Шрифт:
Интервал:
Закладка:
Потом он все-таки написал (правда, не с первой попытки) нужную картину, и от него отстали, хотя и вызывал следователь в отдел, и много читал смешного, и предъявлял обвинения, но прилюдно каяться не пришлось, повезло.
В последние дни Прохора Прохоровича я часто с Павликом бывал у него. Старик хорохорился, крепился, но ворчал: «Смотри, Славка, ждут подлецы моей смерти, чтобы подороже картины продать. Но я научился смеяться». И Прохор Прохорович брал со стола в охапку маркеры и на чистом холсте рисовал жменей каляку-маляку, подписывая «Прохор Прохорович»: «Это, Славка, моя месть. Пусть теперь до конца веков гадают, что имел в виду гений».

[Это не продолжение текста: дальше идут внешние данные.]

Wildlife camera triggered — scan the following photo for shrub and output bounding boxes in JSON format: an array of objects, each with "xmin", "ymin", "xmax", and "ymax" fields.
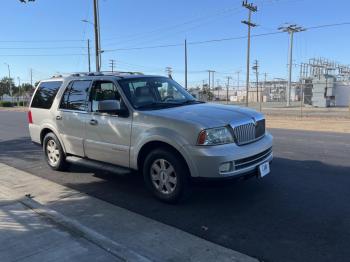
[{"xmin": 0, "ymin": 101, "xmax": 13, "ymax": 107}]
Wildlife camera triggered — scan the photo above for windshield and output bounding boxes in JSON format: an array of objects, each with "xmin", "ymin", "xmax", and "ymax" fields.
[{"xmin": 118, "ymin": 77, "xmax": 199, "ymax": 109}]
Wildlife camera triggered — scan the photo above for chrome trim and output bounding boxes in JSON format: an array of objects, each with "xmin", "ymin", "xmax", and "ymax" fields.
[{"xmin": 235, "ymin": 148, "xmax": 272, "ymax": 170}]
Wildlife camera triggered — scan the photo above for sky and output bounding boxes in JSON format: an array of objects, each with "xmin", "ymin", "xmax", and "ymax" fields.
[{"xmin": 0, "ymin": 0, "xmax": 350, "ymax": 86}]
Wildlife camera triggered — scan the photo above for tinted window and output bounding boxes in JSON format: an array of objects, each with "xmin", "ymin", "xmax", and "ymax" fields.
[
  {"xmin": 118, "ymin": 77, "xmax": 195, "ymax": 108},
  {"xmin": 60, "ymin": 81, "xmax": 91, "ymax": 111},
  {"xmin": 90, "ymin": 81, "xmax": 126, "ymax": 112},
  {"xmin": 31, "ymin": 81, "xmax": 62, "ymax": 109}
]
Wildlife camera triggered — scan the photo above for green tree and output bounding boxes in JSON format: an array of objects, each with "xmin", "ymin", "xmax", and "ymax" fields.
[{"xmin": 0, "ymin": 77, "xmax": 15, "ymax": 100}]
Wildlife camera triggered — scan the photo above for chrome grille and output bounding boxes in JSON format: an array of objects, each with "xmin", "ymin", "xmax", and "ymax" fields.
[{"xmin": 233, "ymin": 119, "xmax": 265, "ymax": 145}]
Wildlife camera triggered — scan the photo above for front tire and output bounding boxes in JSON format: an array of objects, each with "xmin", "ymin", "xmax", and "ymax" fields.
[
  {"xmin": 43, "ymin": 133, "xmax": 67, "ymax": 171},
  {"xmin": 143, "ymin": 149, "xmax": 189, "ymax": 203}
]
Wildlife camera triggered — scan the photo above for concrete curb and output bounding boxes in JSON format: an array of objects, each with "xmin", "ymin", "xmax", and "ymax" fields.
[
  {"xmin": 0, "ymin": 163, "xmax": 257, "ymax": 262},
  {"xmin": 12, "ymin": 197, "xmax": 152, "ymax": 262}
]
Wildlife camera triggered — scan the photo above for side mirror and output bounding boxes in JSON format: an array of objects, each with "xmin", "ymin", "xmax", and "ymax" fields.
[{"xmin": 97, "ymin": 100, "xmax": 121, "ymax": 113}]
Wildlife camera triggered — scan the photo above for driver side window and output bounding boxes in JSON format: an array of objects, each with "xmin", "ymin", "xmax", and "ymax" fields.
[
  {"xmin": 158, "ymin": 82, "xmax": 185, "ymax": 101},
  {"xmin": 90, "ymin": 81, "xmax": 126, "ymax": 112}
]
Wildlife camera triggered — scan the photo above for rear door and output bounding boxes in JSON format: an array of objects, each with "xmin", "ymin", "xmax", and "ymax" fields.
[
  {"xmin": 55, "ymin": 80, "xmax": 91, "ymax": 156},
  {"xmin": 84, "ymin": 80, "xmax": 132, "ymax": 167}
]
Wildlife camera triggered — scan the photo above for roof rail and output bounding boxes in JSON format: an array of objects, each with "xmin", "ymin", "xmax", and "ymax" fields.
[
  {"xmin": 102, "ymin": 71, "xmax": 143, "ymax": 76},
  {"xmin": 51, "ymin": 71, "xmax": 143, "ymax": 78}
]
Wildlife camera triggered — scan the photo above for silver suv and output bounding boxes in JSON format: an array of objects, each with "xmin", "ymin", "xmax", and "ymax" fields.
[{"xmin": 28, "ymin": 73, "xmax": 273, "ymax": 202}]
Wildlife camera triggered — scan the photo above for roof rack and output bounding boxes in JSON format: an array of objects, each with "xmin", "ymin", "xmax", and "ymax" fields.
[{"xmin": 51, "ymin": 71, "xmax": 143, "ymax": 78}]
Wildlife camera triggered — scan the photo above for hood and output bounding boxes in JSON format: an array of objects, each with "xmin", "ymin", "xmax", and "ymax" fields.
[{"xmin": 143, "ymin": 103, "xmax": 264, "ymax": 128}]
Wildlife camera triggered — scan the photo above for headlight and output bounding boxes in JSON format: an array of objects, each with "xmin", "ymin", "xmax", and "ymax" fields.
[{"xmin": 197, "ymin": 126, "xmax": 234, "ymax": 146}]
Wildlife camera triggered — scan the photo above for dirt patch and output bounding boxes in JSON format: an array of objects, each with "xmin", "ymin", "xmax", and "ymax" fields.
[{"xmin": 266, "ymin": 116, "xmax": 350, "ymax": 133}]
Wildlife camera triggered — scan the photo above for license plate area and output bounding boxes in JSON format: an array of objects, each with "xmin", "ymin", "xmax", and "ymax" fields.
[{"xmin": 259, "ymin": 162, "xmax": 270, "ymax": 178}]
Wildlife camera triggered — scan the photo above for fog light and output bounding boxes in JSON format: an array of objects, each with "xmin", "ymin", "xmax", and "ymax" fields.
[{"xmin": 219, "ymin": 162, "xmax": 233, "ymax": 173}]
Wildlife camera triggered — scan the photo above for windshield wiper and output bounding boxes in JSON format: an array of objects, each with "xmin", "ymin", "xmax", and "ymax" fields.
[
  {"xmin": 137, "ymin": 102, "xmax": 172, "ymax": 109},
  {"xmin": 178, "ymin": 100, "xmax": 205, "ymax": 105}
]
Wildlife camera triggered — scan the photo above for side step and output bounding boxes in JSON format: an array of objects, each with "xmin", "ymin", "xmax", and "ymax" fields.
[{"xmin": 66, "ymin": 156, "xmax": 132, "ymax": 175}]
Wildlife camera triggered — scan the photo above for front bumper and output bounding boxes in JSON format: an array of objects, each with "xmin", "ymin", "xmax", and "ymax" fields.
[{"xmin": 184, "ymin": 133, "xmax": 273, "ymax": 178}]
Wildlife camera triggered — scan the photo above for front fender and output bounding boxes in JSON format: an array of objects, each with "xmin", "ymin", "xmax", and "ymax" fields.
[{"xmin": 130, "ymin": 127, "xmax": 189, "ymax": 172}]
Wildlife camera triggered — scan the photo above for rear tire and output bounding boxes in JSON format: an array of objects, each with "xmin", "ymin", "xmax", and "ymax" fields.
[
  {"xmin": 43, "ymin": 133, "xmax": 68, "ymax": 171},
  {"xmin": 143, "ymin": 148, "xmax": 190, "ymax": 204}
]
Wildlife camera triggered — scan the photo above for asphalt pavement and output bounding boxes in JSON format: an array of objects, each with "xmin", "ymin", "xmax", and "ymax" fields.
[{"xmin": 0, "ymin": 111, "xmax": 350, "ymax": 261}]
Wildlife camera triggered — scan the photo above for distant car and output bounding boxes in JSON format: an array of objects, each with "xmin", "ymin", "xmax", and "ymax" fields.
[{"xmin": 28, "ymin": 73, "xmax": 273, "ymax": 202}]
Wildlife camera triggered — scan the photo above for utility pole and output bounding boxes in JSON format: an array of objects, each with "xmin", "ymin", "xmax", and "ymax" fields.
[
  {"xmin": 242, "ymin": 0, "xmax": 258, "ymax": 107},
  {"xmin": 252, "ymin": 60, "xmax": 259, "ymax": 103},
  {"xmin": 226, "ymin": 76, "xmax": 232, "ymax": 104},
  {"xmin": 165, "ymin": 66, "xmax": 173, "ymax": 79},
  {"xmin": 260, "ymin": 73, "xmax": 267, "ymax": 106},
  {"xmin": 94, "ymin": 0, "xmax": 101, "ymax": 72},
  {"xmin": 17, "ymin": 77, "xmax": 21, "ymax": 106},
  {"xmin": 109, "ymin": 59, "xmax": 116, "ymax": 73},
  {"xmin": 278, "ymin": 24, "xmax": 306, "ymax": 106},
  {"xmin": 299, "ymin": 63, "xmax": 304, "ymax": 118},
  {"xmin": 30, "ymin": 68, "xmax": 33, "ymax": 88},
  {"xmin": 185, "ymin": 39, "xmax": 188, "ymax": 90},
  {"xmin": 207, "ymin": 70, "xmax": 215, "ymax": 100},
  {"xmin": 87, "ymin": 39, "xmax": 91, "ymax": 72},
  {"xmin": 211, "ymin": 70, "xmax": 215, "ymax": 93},
  {"xmin": 4, "ymin": 63, "xmax": 13, "ymax": 102},
  {"xmin": 236, "ymin": 70, "xmax": 241, "ymax": 90}
]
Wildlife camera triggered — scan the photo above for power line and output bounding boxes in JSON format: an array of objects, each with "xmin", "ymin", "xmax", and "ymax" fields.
[
  {"xmin": 0, "ymin": 39, "xmax": 85, "ymax": 43},
  {"xmin": 0, "ymin": 54, "xmax": 87, "ymax": 57},
  {"xmin": 104, "ymin": 8, "xmax": 242, "ymax": 45},
  {"xmin": 0, "ymin": 46, "xmax": 87, "ymax": 50},
  {"xmin": 0, "ymin": 22, "xmax": 350, "ymax": 57}
]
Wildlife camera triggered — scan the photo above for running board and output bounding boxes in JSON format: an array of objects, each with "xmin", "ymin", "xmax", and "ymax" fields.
[{"xmin": 66, "ymin": 156, "xmax": 132, "ymax": 175}]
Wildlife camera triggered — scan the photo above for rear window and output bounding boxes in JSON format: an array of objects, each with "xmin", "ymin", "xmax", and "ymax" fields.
[
  {"xmin": 60, "ymin": 80, "xmax": 91, "ymax": 111},
  {"xmin": 31, "ymin": 81, "xmax": 62, "ymax": 109}
]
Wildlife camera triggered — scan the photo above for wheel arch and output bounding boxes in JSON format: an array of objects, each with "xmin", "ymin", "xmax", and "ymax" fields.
[
  {"xmin": 40, "ymin": 126, "xmax": 66, "ymax": 153},
  {"xmin": 137, "ymin": 140, "xmax": 191, "ymax": 174}
]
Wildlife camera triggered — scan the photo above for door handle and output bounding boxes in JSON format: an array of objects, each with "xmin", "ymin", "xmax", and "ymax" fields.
[{"xmin": 90, "ymin": 119, "xmax": 98, "ymax": 126}]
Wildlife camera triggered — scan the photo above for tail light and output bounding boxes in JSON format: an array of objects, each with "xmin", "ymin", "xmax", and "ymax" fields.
[{"xmin": 28, "ymin": 111, "xmax": 33, "ymax": 124}]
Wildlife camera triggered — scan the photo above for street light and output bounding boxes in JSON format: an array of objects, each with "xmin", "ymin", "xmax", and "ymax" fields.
[
  {"xmin": 278, "ymin": 24, "xmax": 306, "ymax": 106},
  {"xmin": 81, "ymin": 16, "xmax": 103, "ymax": 72},
  {"xmin": 81, "ymin": 0, "xmax": 102, "ymax": 72},
  {"xmin": 4, "ymin": 63, "xmax": 13, "ymax": 102},
  {"xmin": 17, "ymin": 77, "xmax": 21, "ymax": 106}
]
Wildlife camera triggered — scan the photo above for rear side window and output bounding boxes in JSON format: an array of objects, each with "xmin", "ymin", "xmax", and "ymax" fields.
[
  {"xmin": 60, "ymin": 80, "xmax": 91, "ymax": 111},
  {"xmin": 31, "ymin": 81, "xmax": 62, "ymax": 109}
]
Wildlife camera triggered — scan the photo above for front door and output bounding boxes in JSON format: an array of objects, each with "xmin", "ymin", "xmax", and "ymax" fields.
[
  {"xmin": 84, "ymin": 81, "xmax": 132, "ymax": 167},
  {"xmin": 55, "ymin": 80, "xmax": 91, "ymax": 156}
]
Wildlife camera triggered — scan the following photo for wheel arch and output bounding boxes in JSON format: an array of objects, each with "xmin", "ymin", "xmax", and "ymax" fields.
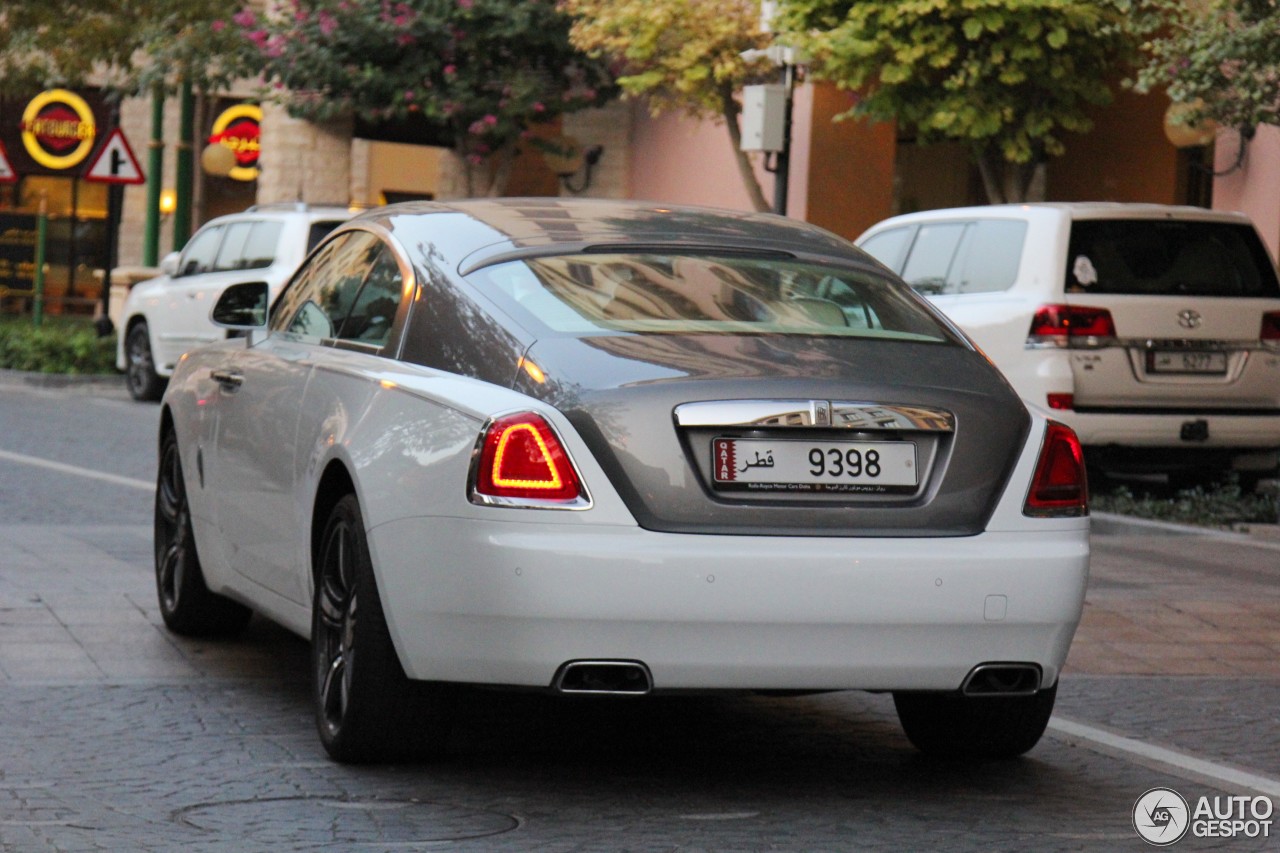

Недавно, прогуливаясь по Арбату, я листал альбом «Живопись, устремленная к Богу. Нераскрытые тайны мастера», где культовый нынче критик на полном серьезе что-то там нашел (страниц на триста пятьдесят) в мазне Прошки.
Царствие тебе Небесное Прохор Прохорович, Царствие Небесное!
Народный акын
Маленький N-ский народ, как и все народы нашей страны в то время, обязан был поставлять по разнарядке ученых и культурных деятелей, например музыкантов или философов. И если с инженерами что-то еще можно было устроить, то с поэтами все-таки выходило не всегда, и к ним прикрепляли хороших переводчиков, обладающих литературным вкусом.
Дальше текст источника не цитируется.